Diseño Gráfico | Saber el momento para rediseñar

Un gran reto que enfrentan los diseñadores gráficos y los encargados del marketing, mantener una imagen corporativa acorde con los objetivos del negocio. Normalmente encontramos esta imagen en el logotipo de la empresa, pero ¿cómo podemos saber el momento exacto para rediseñar o refrescar una imagen de marca?. Es cierto que muchas veces el logotipo pide a gritos ser rediseñado: este no sigue las tendencias del diseño actual y se ha quedado antiguo; pero no siempre es tan evidente.

Algunas veces vamos dejando que pase el tiempo porque no encontramos las señales para cambiarlo y cuando queremos rediseñar ya es demasiado tarde y hay que hacer un cambio radical. Es por eso que hemos decidido dedicar esta entrada al blog para conocer algunos factores que podemos tener en cuenta para evaluar nuestra imagen de marca y saber si es necesario un refrescamiento o rediseño.

1. Logotipo fuera de Tendencia

No significa que directamente tengamos que cambiar el logotipo. Puede que nuestra imagen de marca esté muy bien posicionada en el mercado desde hace muchos años pero de igual manera debemos evaluar la opción. Si el color de tendencia para el año 2016 es el Rosa pero mi logo es naranja, evidentemente no tendremos que realizar este cambio. Sin embargo, si el logotipo aún no es flat design puede ser un buen momento para intentar apegarnos a esta tendencia, ampliamente utilizada hoy en día.

2. Formatos de Visualización

Ya todos sabemos muy bien que la navegación por internet desde dispositivos móviles está ganando terreno frente a la navegación desde el ordenador. Es por eso que tu web tiene que ser responsive y también el logo que vayamos a utilizar.

No significa con esto que debemos cambiar el logotipo obligatoriamente pero sí hay que revisar si se visualiza correctamente desde los distintos dispositivos. Es muy importante saber las dimensiones en las que se va a visualizar y adaptarlo a las mismas.
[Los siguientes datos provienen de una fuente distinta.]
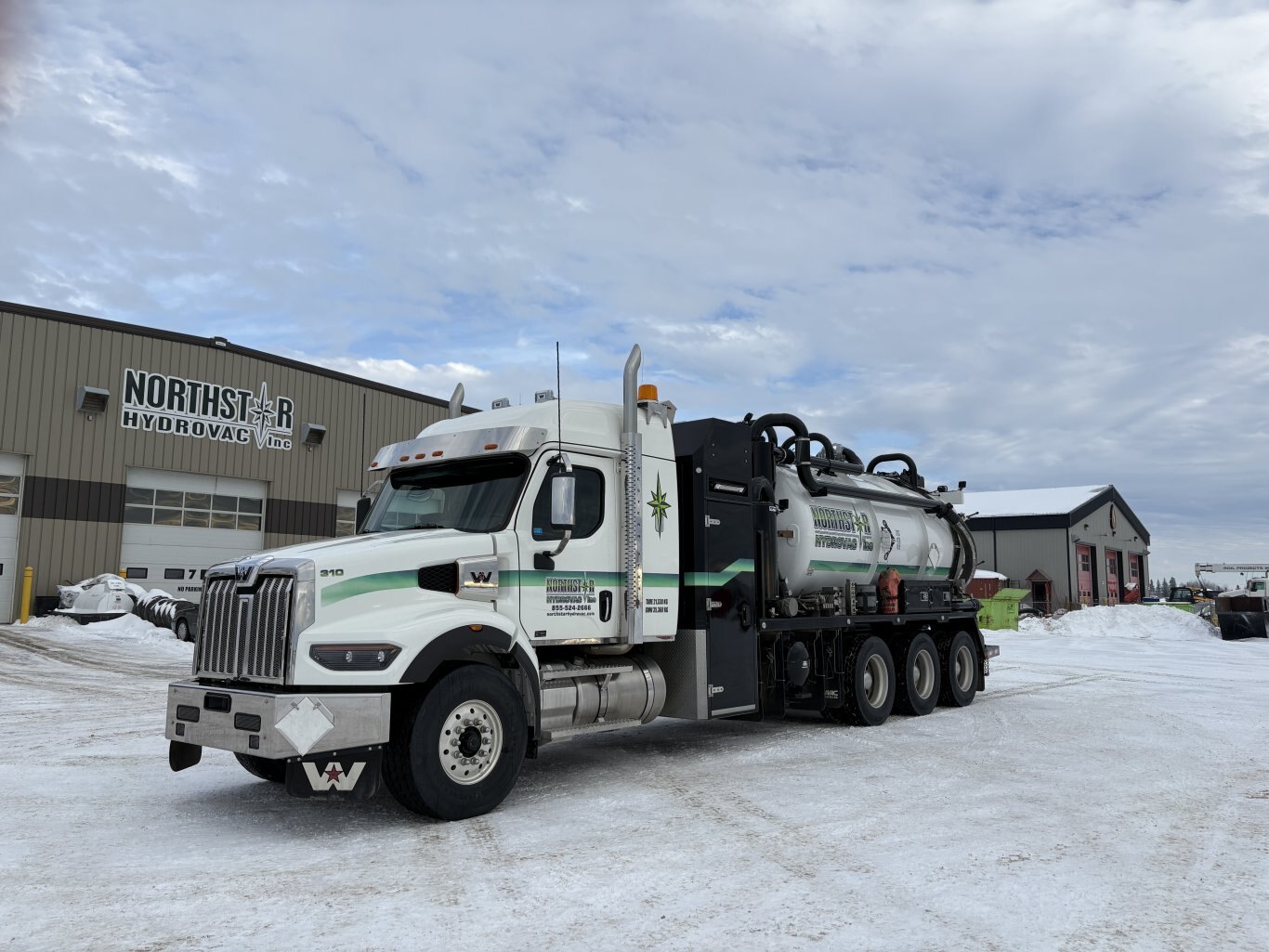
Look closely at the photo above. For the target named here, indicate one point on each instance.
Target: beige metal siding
(42, 363)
Si no queremos hacer un rediseño total adaptado, sí que podría ser bueno, tener una versión del mismo que se visualice a la perfección.

3. El diseño actual no se identifica con la marca actual.

Las personas no somos las mismas hoy que hace un año, o el año que viene, y en las marcas puede pasar también esto. Quizá una marca nace con una esencia, y aunque se mantengan los rasgos principales (al igual que ocurre en las personas), puede haber factores que cambien. Si estos factores venían representados en el logotipo no olvides revisarlo.

De esta manera no hay que tener miedo a efectuar un rediseño más amplio del logotipo si creemos que la marca ha cambiado. El salto cuantitativo nos puede parecer arriesgado, pero piensa que quizá mas arriesgado sea tener una marca que no se corresponde con nosotros.

4. Cambio de nombre

Ya sabéis que el nombre no es lo principal a la hora de decidir un diseño, por lo que no es tan raro que con el paso del tiempo, este se cambie. Parece obvio pero no lo es tanto. Hay veces que por lo que sea se cambia el nombre de la marca, pero como queremos que se siga reconociendo con lo anterior, dejamos el logotipo y lo adaptamos al nuevo nombre. A veces puede funcionar, pero siempre hay que revisarlo para decidir con toda seguridad si puede mantenerse o no.

Normalmente lo que puede ayudarnos a tomar esa decisión es el motivo por el que cambia el nombre. Si vamos a cambiar la dedicación de la marca no tiene sentido que el nombre se mantenga, por ejemplo. Si por el contrario las funciones se van a mantener, quizá no haya que rediseñarlo. Aunque de todos modos, los colores y formas que se decidieron objetivamente para una cosa, quizá no sirvan para la nueva.